Ink-Slinger Profiles by Alex Jay: J. Campbell Cory


An excellent profile of John Campbell Cory is at Yesterday’s Paper which was posted September 3, 2014. For this Ink-Slinger profile I will show what I believe were some of the source material for the profile; included are some “new” information and images.

Ancestry.com is a major source for census records, city directories, travel lists and military service. Birth information, occupations and addresses are usually found in such records. Cory was found in artist directories such as American Art Annual 1905–1906 and American Art Annual Volume 10 (1913).

The Arena profiled Cory in its January 1906 issue. The article has some birth information and said Cory was a self-taught artist who was interested in horses. It mentions his early newspaper work and whereabouts.







Several years later, The Scoop, March 6, 1915, profiled Cory in its article, “The Herald’s Cartoonist”, which was reprinted in Cartoons Magazine, May 1915.



Cory’s interest in horses appeared in the New York Press, January 12, 1896, which published his illustrated article, “Perfection in a Horse”. The newspaper reprinted it three days later.



Additional information about Cory and horses was published in the New York Morning Telegraph, February 8, 1900. The article also mentioned his sister, Fanny Young Cory.


Speaking of Fanny, her book-plate for Cory was reported in The Literary Collector, May 1904.


Cory’s publication, The Bee, was reported in the Fourth Estate, May 19, 1898, and The Printer & Bookmaker, June 1898.



Cory produced over 400 cartoons for the New York Evening World in 1901 and from 1905 to 1907.

Cory was one of a dozen cartoonists and illustrators pictured by J.S. Anderson in Success Magazine, February 1906.


Cory was a businessman. The New York Times, February 25, 1902, noted the incorporation of the New York School of Caricature.

Albany, Feb. 24.—The following companies were incorporated to-day:
New York School of Caricature of New York; capital, $20,000. Directors—Louis Dalrymple and Campbell Cory of New York, and S. B. Griffin of Mamaroneck.
The New York Sun, June 23, 1902, published this item about Cory’s gold.
J. Campbell Cory of the Cory Brothers Mining Company has returned from New York. The force at the mine will be largely increased and shipments made. The company owns a big vein of free milling gold ore which will be developed. A number of New York people are interested in this company.


In 1908 Cory published an open letter in the Chicago Tribune (below), February 5 and Golfers Magazine, March 14, where he offered to sell a portion of his land in the Pacific Northwest.


Cory’s second open letter appeared in the Chicago Tribune, February 11, 1908.


It seems Cory was a bit of a thrill-seeker.
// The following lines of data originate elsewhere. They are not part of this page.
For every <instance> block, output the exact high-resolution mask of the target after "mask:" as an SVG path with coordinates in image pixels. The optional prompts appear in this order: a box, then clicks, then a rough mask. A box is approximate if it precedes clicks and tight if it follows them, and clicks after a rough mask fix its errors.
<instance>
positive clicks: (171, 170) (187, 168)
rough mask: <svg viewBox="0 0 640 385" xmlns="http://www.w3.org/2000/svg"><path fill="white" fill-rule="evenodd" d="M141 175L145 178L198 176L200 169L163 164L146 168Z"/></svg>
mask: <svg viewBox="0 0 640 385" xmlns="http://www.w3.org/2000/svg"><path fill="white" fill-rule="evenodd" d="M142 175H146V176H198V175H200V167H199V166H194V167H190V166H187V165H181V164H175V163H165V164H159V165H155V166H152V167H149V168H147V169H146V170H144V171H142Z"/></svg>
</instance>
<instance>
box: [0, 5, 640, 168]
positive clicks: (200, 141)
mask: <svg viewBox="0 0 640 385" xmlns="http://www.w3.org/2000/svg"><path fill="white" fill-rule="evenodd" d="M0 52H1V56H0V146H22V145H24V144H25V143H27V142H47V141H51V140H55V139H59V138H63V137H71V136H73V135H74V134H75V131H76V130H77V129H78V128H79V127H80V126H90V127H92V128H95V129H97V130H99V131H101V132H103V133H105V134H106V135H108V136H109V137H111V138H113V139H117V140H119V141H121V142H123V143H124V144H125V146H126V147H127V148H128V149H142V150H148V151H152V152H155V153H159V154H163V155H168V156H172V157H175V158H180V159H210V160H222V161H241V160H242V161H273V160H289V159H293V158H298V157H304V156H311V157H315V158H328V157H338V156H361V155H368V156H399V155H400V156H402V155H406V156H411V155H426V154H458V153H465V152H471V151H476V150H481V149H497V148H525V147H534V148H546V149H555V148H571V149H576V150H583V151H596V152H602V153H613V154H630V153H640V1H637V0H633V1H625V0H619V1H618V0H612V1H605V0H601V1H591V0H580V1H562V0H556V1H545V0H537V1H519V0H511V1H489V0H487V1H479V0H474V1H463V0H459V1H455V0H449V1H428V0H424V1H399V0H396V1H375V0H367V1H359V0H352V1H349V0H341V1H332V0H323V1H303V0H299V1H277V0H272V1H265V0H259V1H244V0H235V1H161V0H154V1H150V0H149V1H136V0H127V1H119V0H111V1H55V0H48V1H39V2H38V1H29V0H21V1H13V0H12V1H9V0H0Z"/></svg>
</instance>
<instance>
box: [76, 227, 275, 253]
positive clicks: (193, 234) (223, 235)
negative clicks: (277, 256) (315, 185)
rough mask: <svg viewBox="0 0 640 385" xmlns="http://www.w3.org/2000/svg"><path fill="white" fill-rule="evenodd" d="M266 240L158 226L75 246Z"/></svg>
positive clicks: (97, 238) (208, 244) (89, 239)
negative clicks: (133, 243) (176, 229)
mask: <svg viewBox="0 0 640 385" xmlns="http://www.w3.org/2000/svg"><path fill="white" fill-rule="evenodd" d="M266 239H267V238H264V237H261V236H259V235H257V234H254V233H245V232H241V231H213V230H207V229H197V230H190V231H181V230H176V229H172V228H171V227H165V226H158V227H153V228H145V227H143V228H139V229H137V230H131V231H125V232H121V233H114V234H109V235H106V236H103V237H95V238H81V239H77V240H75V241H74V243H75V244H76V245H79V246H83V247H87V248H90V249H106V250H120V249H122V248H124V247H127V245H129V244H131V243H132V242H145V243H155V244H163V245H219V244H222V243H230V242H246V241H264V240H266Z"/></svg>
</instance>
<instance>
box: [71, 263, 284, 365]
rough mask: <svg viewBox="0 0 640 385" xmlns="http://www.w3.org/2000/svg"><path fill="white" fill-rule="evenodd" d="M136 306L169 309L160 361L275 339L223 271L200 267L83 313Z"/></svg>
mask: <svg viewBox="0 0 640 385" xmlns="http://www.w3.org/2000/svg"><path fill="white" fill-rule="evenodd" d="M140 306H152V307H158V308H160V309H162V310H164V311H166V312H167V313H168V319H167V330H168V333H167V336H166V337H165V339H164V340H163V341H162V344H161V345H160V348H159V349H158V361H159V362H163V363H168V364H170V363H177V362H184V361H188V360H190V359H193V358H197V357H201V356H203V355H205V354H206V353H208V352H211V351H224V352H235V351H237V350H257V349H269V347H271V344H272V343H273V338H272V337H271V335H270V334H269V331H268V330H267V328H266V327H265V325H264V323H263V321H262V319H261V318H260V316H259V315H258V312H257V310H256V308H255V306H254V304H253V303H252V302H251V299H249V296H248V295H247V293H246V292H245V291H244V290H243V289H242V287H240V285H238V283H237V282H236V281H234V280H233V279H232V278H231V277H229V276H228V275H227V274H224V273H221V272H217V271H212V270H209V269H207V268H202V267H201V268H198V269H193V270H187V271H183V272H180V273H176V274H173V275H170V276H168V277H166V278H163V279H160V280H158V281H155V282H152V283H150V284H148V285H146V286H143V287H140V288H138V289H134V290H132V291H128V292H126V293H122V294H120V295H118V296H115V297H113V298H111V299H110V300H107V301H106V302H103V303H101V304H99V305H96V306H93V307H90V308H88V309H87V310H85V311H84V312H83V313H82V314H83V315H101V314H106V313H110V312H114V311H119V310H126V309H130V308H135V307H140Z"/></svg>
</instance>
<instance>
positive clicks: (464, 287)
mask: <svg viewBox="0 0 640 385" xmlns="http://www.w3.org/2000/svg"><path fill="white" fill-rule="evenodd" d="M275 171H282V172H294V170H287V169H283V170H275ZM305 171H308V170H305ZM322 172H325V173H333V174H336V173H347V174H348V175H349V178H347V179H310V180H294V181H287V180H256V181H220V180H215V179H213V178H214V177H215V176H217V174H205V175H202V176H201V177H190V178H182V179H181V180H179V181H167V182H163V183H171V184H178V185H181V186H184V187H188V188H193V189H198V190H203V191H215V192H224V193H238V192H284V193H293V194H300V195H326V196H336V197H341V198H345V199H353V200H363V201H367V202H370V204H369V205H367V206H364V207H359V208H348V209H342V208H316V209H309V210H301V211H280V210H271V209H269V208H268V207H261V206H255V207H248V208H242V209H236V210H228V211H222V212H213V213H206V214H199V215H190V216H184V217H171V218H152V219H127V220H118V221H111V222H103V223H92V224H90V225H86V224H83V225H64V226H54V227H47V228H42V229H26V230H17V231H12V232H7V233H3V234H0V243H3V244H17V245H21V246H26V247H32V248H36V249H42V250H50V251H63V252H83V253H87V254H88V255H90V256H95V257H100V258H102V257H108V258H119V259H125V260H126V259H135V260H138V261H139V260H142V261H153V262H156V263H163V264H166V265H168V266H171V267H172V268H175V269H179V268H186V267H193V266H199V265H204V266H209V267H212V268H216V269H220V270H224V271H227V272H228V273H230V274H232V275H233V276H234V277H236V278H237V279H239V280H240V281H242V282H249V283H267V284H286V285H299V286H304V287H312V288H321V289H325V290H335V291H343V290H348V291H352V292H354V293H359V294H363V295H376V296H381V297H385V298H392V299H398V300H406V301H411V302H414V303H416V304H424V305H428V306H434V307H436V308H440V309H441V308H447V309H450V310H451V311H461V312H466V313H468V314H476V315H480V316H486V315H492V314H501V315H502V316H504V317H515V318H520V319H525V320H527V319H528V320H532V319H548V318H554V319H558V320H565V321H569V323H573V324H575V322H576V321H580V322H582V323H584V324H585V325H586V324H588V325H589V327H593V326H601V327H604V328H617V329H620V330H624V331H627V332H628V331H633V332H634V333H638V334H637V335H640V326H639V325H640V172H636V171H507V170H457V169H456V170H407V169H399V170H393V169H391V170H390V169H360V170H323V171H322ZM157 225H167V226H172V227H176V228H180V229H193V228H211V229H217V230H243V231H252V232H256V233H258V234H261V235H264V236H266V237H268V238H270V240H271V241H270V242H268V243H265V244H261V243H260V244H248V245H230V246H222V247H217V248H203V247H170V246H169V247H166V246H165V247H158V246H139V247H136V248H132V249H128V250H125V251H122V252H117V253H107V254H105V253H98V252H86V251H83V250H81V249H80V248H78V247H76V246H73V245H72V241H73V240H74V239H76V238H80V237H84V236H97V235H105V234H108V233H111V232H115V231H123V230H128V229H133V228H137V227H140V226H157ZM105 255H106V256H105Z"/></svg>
His November 1909 balloon ride in Cincinnati was described in Aeronautics, January 1910. Photographs of Cory and the balloon are in the 2009 book, Evans and Angola.

Cory’s book, The Cartoonist’s Art, was published in 1912. Cory’s drawings appeared in the Chicago-based publication, The Day Book in 1912 and 1913. In 1913 Cory’s portraits of President Wilson’s cabinet members appeared in the Sante Fe New Mexican. The Publishers Feature Bureau ran this advertisement in Cartoons Magazine, March 1917.


News of Cory’s passing in 1925 appeared in numerous publications. Cory was laid to rest in Millburn Cemetery.